Une armure recouvrait le tronc et les jambes de la statue, laissant ses mollets et ses bras à nu. Le sculpteur en avait laissé certaines parties vierges et les avait travaillées en forme de branches et de feuilles tandis que le reste était poli et découpé pour imiter les pièces d'acier qui couvraient les guerriers. Enfin, ses yeux ouverts sur l'infini étaient la partie qui avait toujours le plus intrigué Altéria. Le premier était rouge comme les flammes du volcan tandis que l'autre était bleu comme l'océan profond. Aucun des deux ne semblait humain, la couleur emplissant entièrement l'orbite.
Plus personne ne venait se recueillir dans ce temple, les autres habitants de l'île préférant se rendre au temple d'Enartia. Parfois Altéria avait même l'impression que la statue était heureuse de la voir arriver, comme un paria que tous auraient délaissé et qui se réjouirait d'avoir de la visite. La superstition avait fait de cet ancien lieu de culte et de dévotion un endroit craint et redouté. On racontait que les yeux de la statue recelaient une ancienne malédiction qui s'abattrait sur quiconque oserait s'en approcher de trop près. C'est ce qui avait permis au temple de ne pas être pillé lorsque le déclin de Niméo avait débuté.

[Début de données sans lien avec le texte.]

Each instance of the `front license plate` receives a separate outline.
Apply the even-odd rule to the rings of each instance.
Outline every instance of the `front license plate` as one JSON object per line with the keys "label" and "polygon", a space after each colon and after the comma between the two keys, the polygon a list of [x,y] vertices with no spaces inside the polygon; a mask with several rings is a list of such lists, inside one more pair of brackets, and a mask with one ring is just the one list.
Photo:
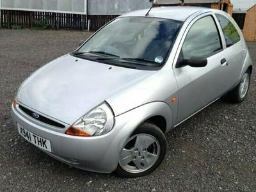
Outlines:
{"label": "front license plate", "polygon": [[31,132],[18,124],[19,133],[28,141],[45,150],[52,152],[51,141]]}

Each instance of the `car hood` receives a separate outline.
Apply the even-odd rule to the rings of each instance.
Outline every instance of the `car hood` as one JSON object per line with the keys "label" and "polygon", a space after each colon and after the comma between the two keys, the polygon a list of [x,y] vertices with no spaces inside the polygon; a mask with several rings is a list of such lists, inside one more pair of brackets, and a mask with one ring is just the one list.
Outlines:
{"label": "car hood", "polygon": [[[110,106],[111,103],[116,106],[114,99],[116,93],[156,72],[100,63],[68,54],[33,74],[20,87],[17,100],[38,112],[72,124],[104,100],[109,99]],[[134,107],[131,104],[124,109],[116,106],[114,113],[118,115]]]}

Altéria retira ses chaussures en pénétrant dans la caverne, laissant la douce chaleur qui montait du sol la réchauffer. L'ancienne coutume voulait que le pèlerin qui se présentait dans le sanctuaire offre au volcan une branche d'un arbre poussant sur ses flancs. La jeune femme tira donc de son sac un rameau qu'elle avait cueilli durant son escalade et le déposa aux pieds de la statue avant de s'asseoir le long de l'autel brisé. Elle déballa alors le reste de son sac et en sortit un poisson ainsi qu'un petit couteau et un briquet à amadou. Elle posa devant elle le poisson puis prononça une prière adressée à la Déesse par l'intermédiaire du volcan.
- Enartia, Déesse créatrice, Dame Blanche, je te prie d'entendre mon appel par delà les cieux. Je te prie d'accepter de me choisir pour te servir, pour me battre et vouer ma vie à défendre ton nom et tes valeurs. Je fais le serment de ne jamais te trahir et d'agir selon ta volonté mais je t'en conjure, permets-moi de quitter cette île. Puisse ta bonté m'accorder d'être exaucée.
Altéria entreprit ensuite de vider le poisson puis elle le prépara comme pour être servi à dîner. Elle alluma ensuite un feu au bas du socle de la statue dans lequel elle jeta les déchets du poisson avant d'allumer l'un après l'autre les deux réservoirs d'huile cachés dans les fleurs que portaient la figurine de basalte. Lorsque les flammes brillèrent fort et clair, la jeune femme y fit brûler le poisson qu'elle avait coupé en deux. Le rituel traditionnel voulait normalement que l'on brûle seulement une moitié du poisson, l'autre pouvait être gardée pour se nourrir sur le chemin du retour. Mais Altéria se disait qu'elle aurait plus de chance de voir sa demande acceptée par la déesse Enartia si elle acceptait ce petit sacrifice supplémentaire, bien qu'il lui en coûta de voir le fruit de tant de travail se consumer dans les flammes sans même avoir pu en goûter un morceau.
Le poisson frais était cher sur Niméo car même si les zones de pêche étaient nombreuses sur une île, la majorité des prises était directement stockée dans des entrepôts où l'on salait le poisson avant de l'envoyer vers le continent. C'était un moyen de payer en nature l'impôt dû à l'Empire car cela faisait bien longtemps que la petite île n'avait plus les moyens de payer autrement, et ce malgré le beau geste de l'Empire qui avait réduit au minimum les taxes pour cette région. Altéria avait donc dû passer la journée de la veille tapie entre deux rochers sur la plage en attendant qu'un poisson malchanceux vienne à passer à portée de son harpon. Et ce n'était qu'après s'être résignée à ne pas avoir de prise qu'elle avait trouvé un petit poisson argenté pris au piège dans un creux au sommet d'un rocher où une vague avait dû le déposer. Elle avait pris cela comme un signe.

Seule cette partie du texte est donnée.